I am monitoring the error.log of a apache server. A single error log file contains events from 2010 to 2011. Splunk is able to parse the timestamp for events from 2010 but failed to parse correctly for events from 2011. All of the events from 2011 got timestamped for 2010/12/31 21:50:47. I searched the _internal index looking for things related to error.log and found the following error messages:
01-25-2011 10:32:29.596 WARN DateParserVerbose - Failed to parse timestamp for event. Context="source::D:\XXXXXXXX\Apache\logs\error.log|host::XXXXXXXX01|apache_error|remoteport::2123" Text="[Tue Jan 04 08:56:53 2011] [warn] [client XX.XX.XX.XX]  auth_ldap authenticate: user XXXXXX ..." 01-25-2011 10:32:29.596 WARN DateParserVerbose - The TIME_FORMAT specified is matching timestamps (Tue Jan 4 08:56:53 2011) outside of the acceptable time window. If this timestamp is correct, consider adjusting MAX_DAYS_AGO and MAX_DAYS_HENCE.

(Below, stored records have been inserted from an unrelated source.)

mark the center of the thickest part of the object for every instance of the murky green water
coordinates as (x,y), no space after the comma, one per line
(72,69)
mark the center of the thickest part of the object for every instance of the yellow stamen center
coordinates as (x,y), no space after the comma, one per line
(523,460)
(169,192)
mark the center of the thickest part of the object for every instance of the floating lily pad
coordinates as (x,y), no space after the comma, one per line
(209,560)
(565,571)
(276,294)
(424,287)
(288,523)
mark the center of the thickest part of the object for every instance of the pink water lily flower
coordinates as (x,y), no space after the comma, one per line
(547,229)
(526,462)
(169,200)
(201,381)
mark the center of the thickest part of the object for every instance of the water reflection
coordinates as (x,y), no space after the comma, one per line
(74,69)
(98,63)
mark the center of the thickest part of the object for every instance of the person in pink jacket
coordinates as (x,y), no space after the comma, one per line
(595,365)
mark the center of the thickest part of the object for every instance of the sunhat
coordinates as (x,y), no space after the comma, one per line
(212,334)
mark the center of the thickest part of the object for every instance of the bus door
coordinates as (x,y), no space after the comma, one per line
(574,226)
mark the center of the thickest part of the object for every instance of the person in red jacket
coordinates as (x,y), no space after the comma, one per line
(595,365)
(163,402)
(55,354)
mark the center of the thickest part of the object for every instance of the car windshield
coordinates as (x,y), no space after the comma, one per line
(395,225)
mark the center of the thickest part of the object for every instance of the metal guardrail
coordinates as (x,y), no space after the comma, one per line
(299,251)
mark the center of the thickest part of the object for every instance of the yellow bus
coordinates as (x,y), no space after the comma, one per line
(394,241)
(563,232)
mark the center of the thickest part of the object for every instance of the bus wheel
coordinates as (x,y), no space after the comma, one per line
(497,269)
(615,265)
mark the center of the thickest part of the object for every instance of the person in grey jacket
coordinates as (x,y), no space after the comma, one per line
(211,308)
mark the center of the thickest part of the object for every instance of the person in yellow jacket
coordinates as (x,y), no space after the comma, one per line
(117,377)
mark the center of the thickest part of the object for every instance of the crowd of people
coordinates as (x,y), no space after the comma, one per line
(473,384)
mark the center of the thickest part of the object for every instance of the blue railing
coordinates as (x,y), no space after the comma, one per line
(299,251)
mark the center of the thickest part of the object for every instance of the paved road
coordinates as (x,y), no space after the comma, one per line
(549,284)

After adding MAX_DAYS_HENCE = 30 to props.conf Splunk was able to parse the timestamp correctly.
The apache error log is been forwarded from a remote Splunk light forwarder. Below lists the configuration:
inputs.conf on the light forwarder
[monitor://D:\XXXXXXX\Apache\logs\error.log] disabled = 0 followTail = 0 sourcetype = apache_error
props.conf on the indexer
[apache_error] CHARSET = BIG5 TIME_PREFIX = \[ TIME_FORMAT = %a %b %d %T %Y MAX_TIMESTAMP_LOOKAHEAD = 26 MAX_DAYS_HENCE = 30
The system times of the light forwarder and the indexer are within 1 minute of each other and is current. My question is the MAX_DAYS_HENCE is required to parse the timestamp?
(some information provided here has been modified and replaced with XX) Thanks.

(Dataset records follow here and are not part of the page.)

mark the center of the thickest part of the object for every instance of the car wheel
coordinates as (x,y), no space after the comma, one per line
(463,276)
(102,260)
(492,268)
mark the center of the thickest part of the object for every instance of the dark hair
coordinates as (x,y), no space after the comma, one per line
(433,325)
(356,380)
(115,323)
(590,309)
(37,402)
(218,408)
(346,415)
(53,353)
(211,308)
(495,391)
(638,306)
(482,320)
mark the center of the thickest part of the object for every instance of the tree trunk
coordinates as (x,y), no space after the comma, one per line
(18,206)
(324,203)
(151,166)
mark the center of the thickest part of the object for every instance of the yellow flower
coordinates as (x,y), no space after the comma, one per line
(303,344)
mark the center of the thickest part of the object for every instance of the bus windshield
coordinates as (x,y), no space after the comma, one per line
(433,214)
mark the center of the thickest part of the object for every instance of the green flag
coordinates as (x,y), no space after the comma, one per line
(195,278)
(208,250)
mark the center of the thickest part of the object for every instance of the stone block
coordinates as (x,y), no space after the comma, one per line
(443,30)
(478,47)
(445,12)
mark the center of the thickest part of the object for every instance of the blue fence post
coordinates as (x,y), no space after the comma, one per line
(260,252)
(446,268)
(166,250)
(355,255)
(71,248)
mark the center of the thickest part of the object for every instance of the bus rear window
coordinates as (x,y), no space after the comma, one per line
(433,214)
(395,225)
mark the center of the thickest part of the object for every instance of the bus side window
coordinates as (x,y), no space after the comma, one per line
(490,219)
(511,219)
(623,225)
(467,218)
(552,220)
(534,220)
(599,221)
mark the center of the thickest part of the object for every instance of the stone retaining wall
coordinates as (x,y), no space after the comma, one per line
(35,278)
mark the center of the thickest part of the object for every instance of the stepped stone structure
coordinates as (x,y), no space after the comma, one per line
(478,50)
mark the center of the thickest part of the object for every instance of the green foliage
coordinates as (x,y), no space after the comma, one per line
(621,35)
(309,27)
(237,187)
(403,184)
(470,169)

This is perhaps a bit old, but documentation indicates a few things that may be relevant (and a few that may not);
1) make sure that your
MAX_TIMESTAMP_LOOKAHEAD are correct.
2) From the docs on timestamp assignment - if preceding steps to determine the event time fails:
5. For file sources, if no date can be identified in the file name, Splunk uses the file's modification time. See http://docs.splunk.com/Documentation/Splunk/latest/Data/HowSplunkextractstimestamps for more info. Your stated event timestamps seem to indicate that this is what happens.
CHARSET configuration should be in props.conf on the forwarder, NOT on the indexer, as per http://wiki.splunk.com/Where_do_I_configure_my_Splunk_settings . Failure to use the correct
CHARSET may possibly cause your regexes to fail.

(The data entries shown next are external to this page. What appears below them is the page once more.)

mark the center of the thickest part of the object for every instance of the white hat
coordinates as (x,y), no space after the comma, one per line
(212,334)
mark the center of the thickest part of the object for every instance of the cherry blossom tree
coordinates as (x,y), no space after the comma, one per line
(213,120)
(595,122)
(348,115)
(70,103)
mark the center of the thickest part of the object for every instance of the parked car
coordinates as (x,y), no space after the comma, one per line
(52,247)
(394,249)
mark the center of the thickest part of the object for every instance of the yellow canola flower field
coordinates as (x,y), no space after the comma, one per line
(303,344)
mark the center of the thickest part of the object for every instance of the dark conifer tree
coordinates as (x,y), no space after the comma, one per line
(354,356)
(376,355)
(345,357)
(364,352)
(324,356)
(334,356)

MAX_DAYS_HENCE should not play any part here.
5) on a side note - and this may not be relevant in your case, you might set the
alwaysOpenFile parameter in inputs.conf to
1 on the forwarder. http://docs.splunk.com/Documentation/Splunk/latest/admin/inputsconf
Hope this helps,
I checked the error.log, and it does not receive regular stream of evetns. From what I can see, the files gets written irregularly at least once a day on different hours. I also notice one strange thing. The last modified time for the file got stuck on Dec 31, 2010 at 9:10am even when it's been written continuously up to now.
Very odd. I don't see anything about that configuration that would confuse the timestamping code.
In the original source file, is there a fairly regular stream of events, or are there large (multi-day gaps) perhaps? Trying to think of anything that might be relevant.